Zhao Qiang a ri et a dit : « Comment pourrions-nous ne pas empêcher sa diffusion ? Je vais passer un coup de fil et demander. »

Shan Hongfei a déclaré : « Notre aîné a dit que le manuscrit se trouve actuellement entre les mains de Chen Xinyu. Si elle est impliquée dans cette affaire, il sera difficile de plaider sa cause. »

Zhao Qiang a déclaré : « Au contraire, elle aurait pu le faire si personne d'autre n'était intervenu. »

À ce moment précis, la communication fut établie et Chen Xinyu annonça avec enthousiasme à Zhao Qiang : « J'ai déjà fait en sorte que tu passes au journal télévisé. Je ferai en sorte que tout le pays soit au courant. »

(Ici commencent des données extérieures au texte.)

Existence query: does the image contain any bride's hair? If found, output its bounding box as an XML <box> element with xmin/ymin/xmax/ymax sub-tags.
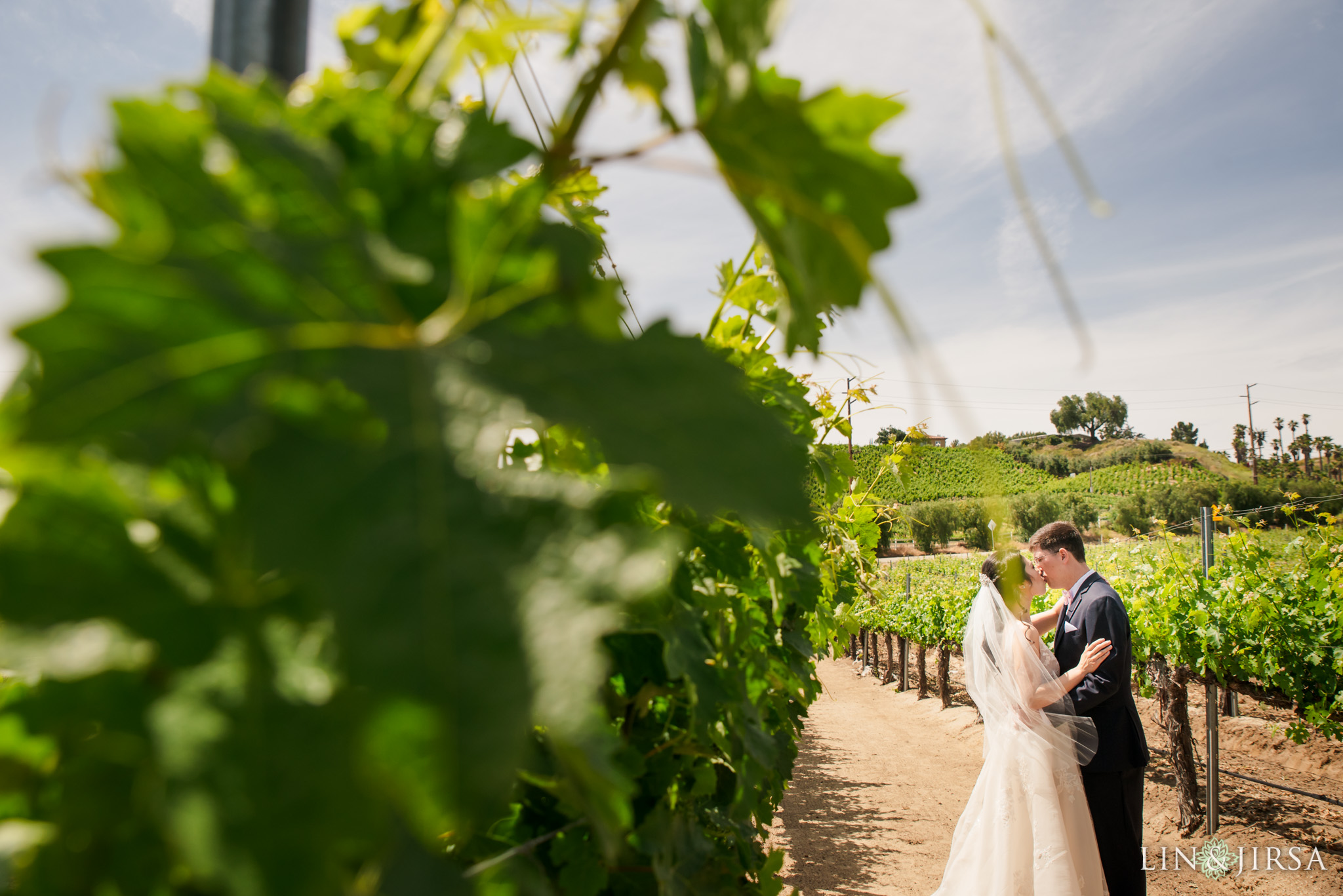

Zhao Qiang toussa et dit : « Xinyu, je suis vraiment désolé, la situation a un peu changé. Le Comité municipal du Parti de Dongyang est maintenant dans une situation chaotique… »

Avant que Zhao Qiang n'ait pu terminer sa phrase, Chen Xinyu l'interrompit : « Ce n'est rien. Je vais immédiatement faire retirer l'article et en trouver un autre pour le remplacer. Ne t'excuse pas. As-tu oublié notre promesse ? J'aime te rendre service. Traite-moi d'idiote si tu veux, mais je le fais de bon cœur. »

Zhao Qiang était profondément ému. Il n'avait jamais imaginé qu'il existât des filles pareilles. Cela aurait peut-être été possible dans l'Afrique tourmentée, mais à présent, Chen Xinyu n'avait plus besoin de lui être soumise. Cela ne pouvait signifier qu'une chose

: il était irrésistible. À cette pensée, le visage de Zhao Qiang s'illumina de fierté.